(Toplumsal Özgürlük, Temmuz 2014 sayısı)
Dünya’nın gözü Ortadoğu’da gittikçe büyüyen yangındayken, Asya’da da var olan gerilimler yükselmeye başladı. Bu gerilimlerin en büyüğünü içeren Çin ve Japonya arasındaki gerilim Japonya’nın hamlesiyle yeni bir boyuta ulaştı. Yeni hamle; Japon Başbakanı Shinzo Abe’nin Anayasanın 9. Maddesini değiştirmesi.
Pasifizmden aktivizme
2. Dünya Savaşı’ndan yenilgi ve iki atom bombası felaketiyle çıkmış Japonya’nın anayasası ABD’nin başını çektiği savaşın kazananları tarafından hazırlanmıştı. 1947’de yürürlüğe giren “Barış Anayasası” genel olarak pasifizmi içeriyor, Japonya’nın silahlı kuvvetlerini iç düzeni sağlamakla yükümlü “polis” gücünden ibaret kılıyordu.
Bunu da, anayasanın ünlü 9. Maddesi sağlıyordu: “Adalet ve düzene dayalı bir uluslararası barışa içtenlikle gönül veren Japon halkı; savaşı ulusal egemenlik hakkı, tehdidi ve güç kullanımını da uluslararası çatışmaların çözüm aracı olarak görmekten sonsuza kadar vazgeçmektedir. Devlete hiçbir zaman savaşma hakkı tanınmayacaktır.”

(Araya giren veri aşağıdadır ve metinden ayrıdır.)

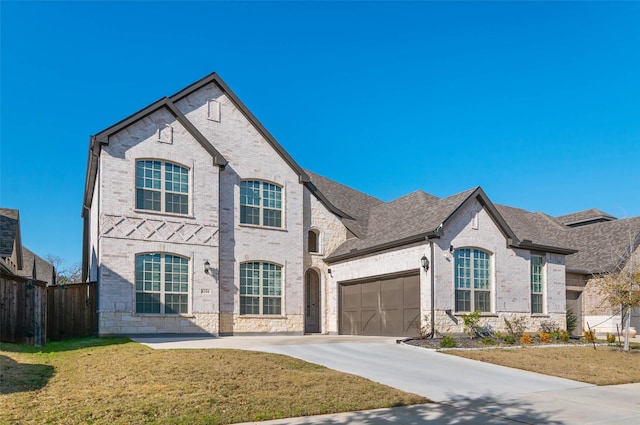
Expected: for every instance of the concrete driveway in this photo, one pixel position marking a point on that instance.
(466, 391)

Japonya her ne kadar üst düzey teknolojik savaş araçları üretmiş olsa da, bu “pasifist” çizgiyi uzun süre uyguladı. Fakat 2000 yılından itibaren Afganistan ve Irak savaşına verilen lojistik ve “geri hizmet” destekleriyle birlikte “pasifist” çizgiden ödünler verilmeye başlandı. Nitekim 2007’den sonra 2012’de tekrar iktidara gelen Shinzo Abe’nin “Ulusal Güvenlik Konseyi”ni (Japonya tarihinde ilk kez) kurmasıyla “aktivizm” çizgisine geçiş yapılmıştı.

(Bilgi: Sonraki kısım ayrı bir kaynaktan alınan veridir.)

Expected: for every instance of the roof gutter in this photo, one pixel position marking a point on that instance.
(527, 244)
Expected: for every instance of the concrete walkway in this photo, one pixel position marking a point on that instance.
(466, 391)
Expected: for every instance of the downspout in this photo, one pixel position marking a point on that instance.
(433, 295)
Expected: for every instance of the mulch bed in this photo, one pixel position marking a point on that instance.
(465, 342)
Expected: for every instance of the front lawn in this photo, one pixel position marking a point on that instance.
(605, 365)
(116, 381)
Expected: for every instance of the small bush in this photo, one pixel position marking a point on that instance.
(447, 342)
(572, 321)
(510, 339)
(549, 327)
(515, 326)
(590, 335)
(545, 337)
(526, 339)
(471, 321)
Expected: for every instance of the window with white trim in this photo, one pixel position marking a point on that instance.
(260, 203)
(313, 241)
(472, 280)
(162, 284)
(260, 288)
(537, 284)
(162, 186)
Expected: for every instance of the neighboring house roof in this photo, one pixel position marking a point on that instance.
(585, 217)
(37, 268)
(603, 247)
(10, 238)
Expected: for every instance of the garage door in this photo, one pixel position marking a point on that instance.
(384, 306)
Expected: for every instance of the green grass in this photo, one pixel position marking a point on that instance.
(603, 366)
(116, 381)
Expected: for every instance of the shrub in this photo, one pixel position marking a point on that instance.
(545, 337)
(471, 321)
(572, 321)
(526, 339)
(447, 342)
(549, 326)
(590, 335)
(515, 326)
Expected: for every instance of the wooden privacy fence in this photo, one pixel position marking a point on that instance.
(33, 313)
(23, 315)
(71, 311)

Ve Abe geçtiğimiz hafta 9.maddeyi, partisi Liberal Demokrat Parti (LDP) ile koalisyon ortağı olan ve “Budizm”e yakın duran Yeni Adalet Partisi’nin desteğiyle değiştirerek, Japonya’nın çatışmalarda ve anlaşmazlıklarda güç kullanabilmesinin önünü açmış oldu.
“Nihon No Kokoro”
Shinzo Abe, “Nihon No Kokoro” yani Japon Ruhu’yla Japonya’yı eski parlak günlerine döndüreceğini söyleyerek neoliberal-milliyetçi bir çizgi izleyeceğini belirtmişti. İktidara geldiğinden bu yana askeri harcamaları artırarak 51 milyar dolara (2013 yılı askeri harcaması) çıkartan Abe, 9. Maddeyi değiştirmekle Çin’e karşı “güvenlik” önlemi almış oldu. Nitekim bu “güvenlik” önlemine en büyük destek ABD’den geldi. ABD Savunma Bakanı Chuck Hagel, ‘Japonya’nın bölgesel ve küresel barış ve güvenliğe daha fazla katkı yapmasını sağlayacak önemli bir adım’ olarak niteledi. Daha önce de ABD Dışişleri Bakanı John Kerry, Çin ve Japonya arasında tartışmalı olan Senkaku/ Diaoyu adaları (petrol ve zengin balık havzalarına sahip adalar) meselesinde Japonya’nın yanında olduklarını belirtmişti.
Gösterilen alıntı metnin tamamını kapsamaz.